Of the sides, a salad of bumble bee leaves, mixed beetroot, heirloom tomatoes, feta whip and smoked almonds tasted once again overpoweringly of salt - this time from the first bite. We have no idea how it's possible to over-salt salad leaves to this extent, unless you did it for a dare. Tempura courgettes were okay if needing work when it comes to the batter, but the crispy hand-cut skinny fries topped with nduja, chilli mayonnaise and parmesan were very good. Definitely one of the highlights of the meal.

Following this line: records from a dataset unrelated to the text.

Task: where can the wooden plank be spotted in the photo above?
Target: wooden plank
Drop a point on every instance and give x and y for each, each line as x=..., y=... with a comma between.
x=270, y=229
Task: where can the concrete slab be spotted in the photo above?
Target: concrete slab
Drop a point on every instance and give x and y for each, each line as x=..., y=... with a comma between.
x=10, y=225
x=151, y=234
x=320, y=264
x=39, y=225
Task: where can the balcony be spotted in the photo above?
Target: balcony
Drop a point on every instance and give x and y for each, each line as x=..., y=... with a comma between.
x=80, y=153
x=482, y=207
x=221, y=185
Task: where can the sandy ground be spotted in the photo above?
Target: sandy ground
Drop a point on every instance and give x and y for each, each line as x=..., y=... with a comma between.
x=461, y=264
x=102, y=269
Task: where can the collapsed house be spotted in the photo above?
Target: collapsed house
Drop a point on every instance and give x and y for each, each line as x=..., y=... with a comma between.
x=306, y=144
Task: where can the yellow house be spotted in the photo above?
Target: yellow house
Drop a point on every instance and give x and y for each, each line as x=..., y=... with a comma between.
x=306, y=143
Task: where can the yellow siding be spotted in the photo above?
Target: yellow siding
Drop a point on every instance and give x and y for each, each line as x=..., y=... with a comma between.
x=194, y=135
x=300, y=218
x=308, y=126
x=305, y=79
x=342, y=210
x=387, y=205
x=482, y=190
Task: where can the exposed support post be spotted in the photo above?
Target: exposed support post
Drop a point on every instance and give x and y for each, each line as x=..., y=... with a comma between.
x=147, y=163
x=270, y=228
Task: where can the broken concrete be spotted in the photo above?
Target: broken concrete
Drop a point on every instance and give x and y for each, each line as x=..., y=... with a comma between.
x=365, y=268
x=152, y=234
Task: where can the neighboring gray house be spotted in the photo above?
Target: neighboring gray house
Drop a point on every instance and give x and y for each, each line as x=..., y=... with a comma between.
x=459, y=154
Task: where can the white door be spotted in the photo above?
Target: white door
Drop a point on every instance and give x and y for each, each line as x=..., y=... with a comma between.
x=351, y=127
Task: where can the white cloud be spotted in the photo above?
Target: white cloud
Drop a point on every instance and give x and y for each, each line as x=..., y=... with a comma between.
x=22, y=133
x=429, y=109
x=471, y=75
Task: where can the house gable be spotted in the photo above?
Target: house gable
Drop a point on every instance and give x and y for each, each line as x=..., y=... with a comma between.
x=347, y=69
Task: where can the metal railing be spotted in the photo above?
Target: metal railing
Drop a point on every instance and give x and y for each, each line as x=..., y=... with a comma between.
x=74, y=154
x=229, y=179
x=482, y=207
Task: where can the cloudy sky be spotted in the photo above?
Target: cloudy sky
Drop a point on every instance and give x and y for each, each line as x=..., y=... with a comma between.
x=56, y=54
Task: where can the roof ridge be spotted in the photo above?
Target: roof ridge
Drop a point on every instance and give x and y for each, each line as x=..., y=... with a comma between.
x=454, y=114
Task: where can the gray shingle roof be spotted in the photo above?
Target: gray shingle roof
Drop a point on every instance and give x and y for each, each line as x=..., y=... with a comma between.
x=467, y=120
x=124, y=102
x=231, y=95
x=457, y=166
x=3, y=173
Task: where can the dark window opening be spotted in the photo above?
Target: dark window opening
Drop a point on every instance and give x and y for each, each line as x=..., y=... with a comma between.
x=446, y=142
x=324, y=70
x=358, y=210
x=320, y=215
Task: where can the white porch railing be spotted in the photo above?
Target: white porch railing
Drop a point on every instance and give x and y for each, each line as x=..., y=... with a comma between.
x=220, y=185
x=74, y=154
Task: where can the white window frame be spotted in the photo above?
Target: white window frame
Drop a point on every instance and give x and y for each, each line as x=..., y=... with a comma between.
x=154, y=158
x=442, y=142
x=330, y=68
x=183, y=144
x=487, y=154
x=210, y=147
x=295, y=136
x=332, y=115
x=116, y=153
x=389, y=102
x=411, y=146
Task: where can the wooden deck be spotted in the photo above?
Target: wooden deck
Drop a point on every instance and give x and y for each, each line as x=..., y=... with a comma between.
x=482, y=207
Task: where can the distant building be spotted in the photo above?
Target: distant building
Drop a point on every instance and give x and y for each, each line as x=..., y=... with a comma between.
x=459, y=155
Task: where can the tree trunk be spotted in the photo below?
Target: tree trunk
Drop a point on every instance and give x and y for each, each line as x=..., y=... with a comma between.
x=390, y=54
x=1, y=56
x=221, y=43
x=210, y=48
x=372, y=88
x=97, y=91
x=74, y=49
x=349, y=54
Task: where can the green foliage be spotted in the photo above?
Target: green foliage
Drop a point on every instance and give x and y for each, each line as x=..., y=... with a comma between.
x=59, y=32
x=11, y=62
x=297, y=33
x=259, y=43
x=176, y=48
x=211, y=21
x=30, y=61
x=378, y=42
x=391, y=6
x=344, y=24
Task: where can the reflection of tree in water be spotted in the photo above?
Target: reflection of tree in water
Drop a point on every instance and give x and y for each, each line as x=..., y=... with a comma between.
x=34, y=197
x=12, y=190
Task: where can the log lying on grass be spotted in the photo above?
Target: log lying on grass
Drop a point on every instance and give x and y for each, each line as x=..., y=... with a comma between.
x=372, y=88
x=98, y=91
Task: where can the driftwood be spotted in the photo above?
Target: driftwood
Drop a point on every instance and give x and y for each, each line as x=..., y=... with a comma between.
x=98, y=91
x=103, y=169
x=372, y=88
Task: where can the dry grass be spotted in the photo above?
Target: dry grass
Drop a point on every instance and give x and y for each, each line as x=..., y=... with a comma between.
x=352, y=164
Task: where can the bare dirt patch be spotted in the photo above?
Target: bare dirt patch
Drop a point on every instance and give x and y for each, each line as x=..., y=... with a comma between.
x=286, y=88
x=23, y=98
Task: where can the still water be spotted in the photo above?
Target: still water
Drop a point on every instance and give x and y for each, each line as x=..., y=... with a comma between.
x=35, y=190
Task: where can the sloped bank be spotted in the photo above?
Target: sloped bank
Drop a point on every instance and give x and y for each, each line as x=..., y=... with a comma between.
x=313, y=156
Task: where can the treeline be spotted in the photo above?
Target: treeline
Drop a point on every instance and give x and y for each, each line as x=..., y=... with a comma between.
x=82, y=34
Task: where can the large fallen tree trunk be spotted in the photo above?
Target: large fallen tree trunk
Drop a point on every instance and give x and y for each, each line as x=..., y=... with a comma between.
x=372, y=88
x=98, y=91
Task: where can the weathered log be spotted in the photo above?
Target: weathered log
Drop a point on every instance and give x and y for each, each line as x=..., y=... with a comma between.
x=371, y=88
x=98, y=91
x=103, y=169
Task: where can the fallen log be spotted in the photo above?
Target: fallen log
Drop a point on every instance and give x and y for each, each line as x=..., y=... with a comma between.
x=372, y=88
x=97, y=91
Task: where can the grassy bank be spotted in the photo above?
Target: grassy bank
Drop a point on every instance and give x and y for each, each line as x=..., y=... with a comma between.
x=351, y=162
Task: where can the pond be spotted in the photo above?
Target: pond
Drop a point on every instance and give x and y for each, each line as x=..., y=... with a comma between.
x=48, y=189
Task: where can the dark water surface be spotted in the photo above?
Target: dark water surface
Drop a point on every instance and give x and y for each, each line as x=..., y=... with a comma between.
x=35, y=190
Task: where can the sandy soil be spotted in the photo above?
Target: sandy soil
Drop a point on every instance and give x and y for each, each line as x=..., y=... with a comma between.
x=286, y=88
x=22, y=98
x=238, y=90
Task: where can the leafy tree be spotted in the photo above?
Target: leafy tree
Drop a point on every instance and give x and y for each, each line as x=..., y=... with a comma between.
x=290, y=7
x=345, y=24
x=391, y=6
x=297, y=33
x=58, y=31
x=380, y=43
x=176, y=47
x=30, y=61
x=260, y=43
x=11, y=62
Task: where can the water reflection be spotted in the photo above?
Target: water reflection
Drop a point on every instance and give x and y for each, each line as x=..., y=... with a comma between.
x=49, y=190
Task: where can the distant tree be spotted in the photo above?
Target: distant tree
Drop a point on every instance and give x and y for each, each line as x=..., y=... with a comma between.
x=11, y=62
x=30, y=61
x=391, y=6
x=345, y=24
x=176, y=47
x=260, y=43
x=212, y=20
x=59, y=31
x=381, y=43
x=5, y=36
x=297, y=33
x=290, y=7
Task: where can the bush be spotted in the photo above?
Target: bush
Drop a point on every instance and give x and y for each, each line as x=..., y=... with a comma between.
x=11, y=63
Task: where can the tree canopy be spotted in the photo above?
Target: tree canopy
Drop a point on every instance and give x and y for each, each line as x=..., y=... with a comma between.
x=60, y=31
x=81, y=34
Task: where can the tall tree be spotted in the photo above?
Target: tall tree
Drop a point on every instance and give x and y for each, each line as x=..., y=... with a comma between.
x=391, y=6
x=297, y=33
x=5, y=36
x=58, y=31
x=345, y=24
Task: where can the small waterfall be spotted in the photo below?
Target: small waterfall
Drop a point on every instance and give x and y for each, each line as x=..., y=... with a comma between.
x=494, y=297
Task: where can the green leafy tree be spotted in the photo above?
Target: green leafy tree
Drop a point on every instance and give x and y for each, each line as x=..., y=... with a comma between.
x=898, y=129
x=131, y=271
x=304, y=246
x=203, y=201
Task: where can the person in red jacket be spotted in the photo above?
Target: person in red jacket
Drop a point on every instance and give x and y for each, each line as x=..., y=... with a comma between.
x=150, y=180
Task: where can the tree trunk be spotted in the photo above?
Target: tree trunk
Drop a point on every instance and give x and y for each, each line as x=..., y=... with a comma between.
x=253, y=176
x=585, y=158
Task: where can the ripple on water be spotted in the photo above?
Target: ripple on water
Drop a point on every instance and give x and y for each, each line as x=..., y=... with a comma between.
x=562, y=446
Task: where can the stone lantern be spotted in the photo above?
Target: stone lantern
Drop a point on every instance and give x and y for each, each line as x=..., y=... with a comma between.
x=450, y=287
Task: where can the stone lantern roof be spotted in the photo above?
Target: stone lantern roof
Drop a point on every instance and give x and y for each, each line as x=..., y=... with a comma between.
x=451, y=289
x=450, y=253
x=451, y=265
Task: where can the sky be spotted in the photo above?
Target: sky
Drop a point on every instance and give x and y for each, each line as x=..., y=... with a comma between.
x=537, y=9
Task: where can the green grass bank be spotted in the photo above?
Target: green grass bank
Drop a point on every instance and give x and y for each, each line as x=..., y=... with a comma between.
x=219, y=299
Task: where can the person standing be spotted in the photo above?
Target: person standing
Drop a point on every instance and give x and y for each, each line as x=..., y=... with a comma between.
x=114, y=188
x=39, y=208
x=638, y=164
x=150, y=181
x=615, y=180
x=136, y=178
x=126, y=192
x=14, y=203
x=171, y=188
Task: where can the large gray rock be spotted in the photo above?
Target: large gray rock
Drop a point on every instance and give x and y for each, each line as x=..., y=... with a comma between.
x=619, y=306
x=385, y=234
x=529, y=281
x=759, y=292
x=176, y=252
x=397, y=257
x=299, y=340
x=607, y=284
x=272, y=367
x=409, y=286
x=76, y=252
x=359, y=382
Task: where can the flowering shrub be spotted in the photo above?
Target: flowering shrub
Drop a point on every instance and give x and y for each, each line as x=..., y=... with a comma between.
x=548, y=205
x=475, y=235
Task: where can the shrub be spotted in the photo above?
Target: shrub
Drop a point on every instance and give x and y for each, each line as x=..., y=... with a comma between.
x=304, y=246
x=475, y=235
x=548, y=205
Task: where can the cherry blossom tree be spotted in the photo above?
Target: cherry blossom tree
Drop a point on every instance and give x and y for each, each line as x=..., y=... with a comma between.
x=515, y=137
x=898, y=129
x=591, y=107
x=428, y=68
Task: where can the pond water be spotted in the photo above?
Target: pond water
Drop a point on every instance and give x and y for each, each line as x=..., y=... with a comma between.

Another highlight was dessert. Vanilla ice-cream with chocolate soil (groan), chocolate shards, chocolate and caramel sauce and house made honeycomb, came in the form of an ice-cream sundae and was a deliciously nostalgic way to end a meal, although it was extremely rich. The same goes for the chocolate delice, with hazelnut crunch, salted caramel sauce, milk chocolate chantilly and salted caramel ice cream. A skillfully made, beautifully presented dessert, but half would have been enough. Blueberry cheesecake was also very good, but apple tart tatin had unpleasant pastry and was completely solidified to the plate - not what we generally look for in food.
What about the drinks?
The cocktail list is great and most of what we tried was a cut above the average you'll find around town. Wines by the glass are limited and not particularly interesting, and Paddy McKillen's Château La Coste (from his vineyard in Provence) takes centre stage as the house wine, as it does in all of Press Up's sites. There are some nice options on the bottle list, but mark ups are high and you're looking at €40-45 a bottle for anything decent. If you have cash to splash there are some serious bottles on there but we're talking €60/70 plus. The staff who served us were not well-versed in the wine list so if you want to spend that much and you don't know what to go for ask for a sommelier.
And the service?
The initial welcome and the atrium bar staff couldn't be faulted. The restaurant staff were very pleasant but felt inexperienced. We were asked if we were ready to order three times before we actually were, staff reprimanded each other in front of us, and acknowledged that they didn't know anything about the wines. They were all very nice, but it wasn't quite a tightly-run ship. Teething problems we would hope.
If food is your first priority in life this probably isn't going to knock your socks off, but if you want an injection of gold-plated glam, good cocktails and marbled-decked bathrooms you will probably love it. We heard the table next to us, and another in the adjoining room saying how much they'd enjoyed their food, so maybe we need to go and join Marina O'Loughlin in Snobland, or maybe those other people are just more easily pleased.